Cipollone’s testimony upended that last hearing
If the last hearing seemed a bit disjointed with half the hearing about the crazy meeting with the Kraken lady, the QAnon General and the Overstock guy and the rest devoted to the extremists, it’s because the late Cipollone testimony had to be added at the last minute so they left out some of the extremist stuff:
The House committee investigating the Jan. 6, 2021, attack on the Capitol scrambled to add new testimony from White House counsel Pat Cipollone to its latest hearing on Tuesday, and in the process bumped aside evidence about former President Trump’s ties to violent extremist groups.
Chairman Bennie Thompson (D-Miss.) acknowledged the shift on Wednesday, saying the panel wanted to highlight testimony from a hard-won witness after Cipollone sat down for a formal deposition on Friday under subpoena. Left on the cutting room floor was evidence tying some of Trump’s closest allies to some of the prominent right-wing groups on the front lines of the Capitol insurrection.
“It was in the original script, but we pulled some back just because of the timing,” Thompson said in response to a question from The Hill about ties between Trump World and groups like the Proud Boys and the Oath Keepers.
“The Cipollone deposition was important. And obviously, it’s just a choice we had to make.”
Cipollone delivered a damaging assessment of Trump’s final weeks in office, confirming that he and other legal advisers had determined Trump had lost the election, exhausted his avenues to contest the result and should have conceded defeat instead of pressing his vice president, Mike Pence, to block the electoral count.
But the last-minute adjustment to feature Cipollone came at a cost, leaving unexplored some of the very ties the committee had previously revealed — and promised to explore in greater depth — between Trump and the extremists.
Left unmentioned, for instance, was a Jan. 5 request from Trump to have chief of staff Mark Meadows contact two informal advisors, Roger Stone and Michael Flynn, who both used extremist groups as security details.
The panel also excluded any mention of the so-called war room at the Willard Hotel near the White House, where leading Trump allies — including his personal lawyer Rudy Giuliani — had huddled to devise strategy ahead of Jan. 6. At least one member of an extremist group, the 1st Amendment Praetorian, was reportedly among them.

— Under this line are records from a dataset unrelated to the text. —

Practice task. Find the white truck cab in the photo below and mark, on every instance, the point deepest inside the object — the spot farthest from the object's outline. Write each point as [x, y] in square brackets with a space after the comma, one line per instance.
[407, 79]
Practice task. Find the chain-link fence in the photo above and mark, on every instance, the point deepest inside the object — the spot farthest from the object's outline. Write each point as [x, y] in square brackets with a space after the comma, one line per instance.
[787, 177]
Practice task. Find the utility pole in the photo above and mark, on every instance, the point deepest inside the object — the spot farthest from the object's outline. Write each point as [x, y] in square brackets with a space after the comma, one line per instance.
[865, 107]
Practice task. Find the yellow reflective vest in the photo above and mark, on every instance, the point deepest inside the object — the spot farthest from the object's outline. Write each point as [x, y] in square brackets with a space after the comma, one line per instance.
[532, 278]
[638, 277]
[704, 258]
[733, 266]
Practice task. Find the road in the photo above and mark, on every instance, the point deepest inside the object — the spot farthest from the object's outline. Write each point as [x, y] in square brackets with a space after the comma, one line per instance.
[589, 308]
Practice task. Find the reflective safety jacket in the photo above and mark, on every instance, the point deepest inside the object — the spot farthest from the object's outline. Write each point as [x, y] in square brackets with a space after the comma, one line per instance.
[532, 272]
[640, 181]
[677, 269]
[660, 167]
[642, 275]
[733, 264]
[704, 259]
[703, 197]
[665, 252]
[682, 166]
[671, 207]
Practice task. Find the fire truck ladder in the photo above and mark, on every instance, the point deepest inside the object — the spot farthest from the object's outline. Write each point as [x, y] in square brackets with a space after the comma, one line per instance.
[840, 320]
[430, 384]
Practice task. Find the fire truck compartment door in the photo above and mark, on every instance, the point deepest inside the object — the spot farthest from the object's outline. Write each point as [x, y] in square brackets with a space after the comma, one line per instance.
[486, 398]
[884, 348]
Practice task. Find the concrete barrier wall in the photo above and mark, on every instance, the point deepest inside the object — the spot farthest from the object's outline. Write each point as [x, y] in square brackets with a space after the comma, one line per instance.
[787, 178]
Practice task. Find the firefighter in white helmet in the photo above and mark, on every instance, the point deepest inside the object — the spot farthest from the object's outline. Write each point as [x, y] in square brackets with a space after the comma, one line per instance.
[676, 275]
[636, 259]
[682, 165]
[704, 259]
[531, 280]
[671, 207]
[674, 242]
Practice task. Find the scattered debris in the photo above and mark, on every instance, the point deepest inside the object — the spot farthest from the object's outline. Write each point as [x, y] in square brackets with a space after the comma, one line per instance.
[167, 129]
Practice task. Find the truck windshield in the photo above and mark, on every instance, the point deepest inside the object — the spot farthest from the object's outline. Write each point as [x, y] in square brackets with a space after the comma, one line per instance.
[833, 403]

Yet the extremist groups played a relatively minor role in Tuesday’s hearing, when the panel leaned on Cipollone’s fresh testimony to demonstrate a broader idea: that Trump drove the effort to overturn the election in defiance of his own White House counsel.
To advance that idea, the select committee cobbled together seemingly disparate themes: an “unhinged” meeting at the White House; secretive plans to make Trump’s call to march to the Capitol appear unexpected; and analysis of a tweet that mobilized extremist groups to show up armed in Washington on Jan. 6.
But the undercurrent was the committee’s push to show Trump’s willing engagement each step of the way, even as they fell short of expectations that they might establish a more direct link between the White House and violent extremists. Some outside legal experts noticed the void.
“I think the committee advanced the ball in terms of providing some new information, but it’s very clear that there are gaps in what their investigation has found with regard to potential conspiracy or Trump’s direct links to the militia groups and other extremists,” said Ryan Goodman, co-director of the Reiss Center on Law and Security at the New York University School of Law.
I don’t know why they couldn’t have gone on a bit longer. I think we could handle it. But apparently they are planning for more hearings going into the fall so maybe they’ll fill in that gap. It’s also possible that they think/know that the DOJ is coming at that through their January 6th seditious conspiracy cases. Either way, I hope the government doesn’t completely drop the ball on that one. Roger Stone, Michael Flynn, Steve Bannon and others in that group were on the horn with Trump in the days leading up to the 6th and they were in contact with the violent extremists. They can’t just drop that ball.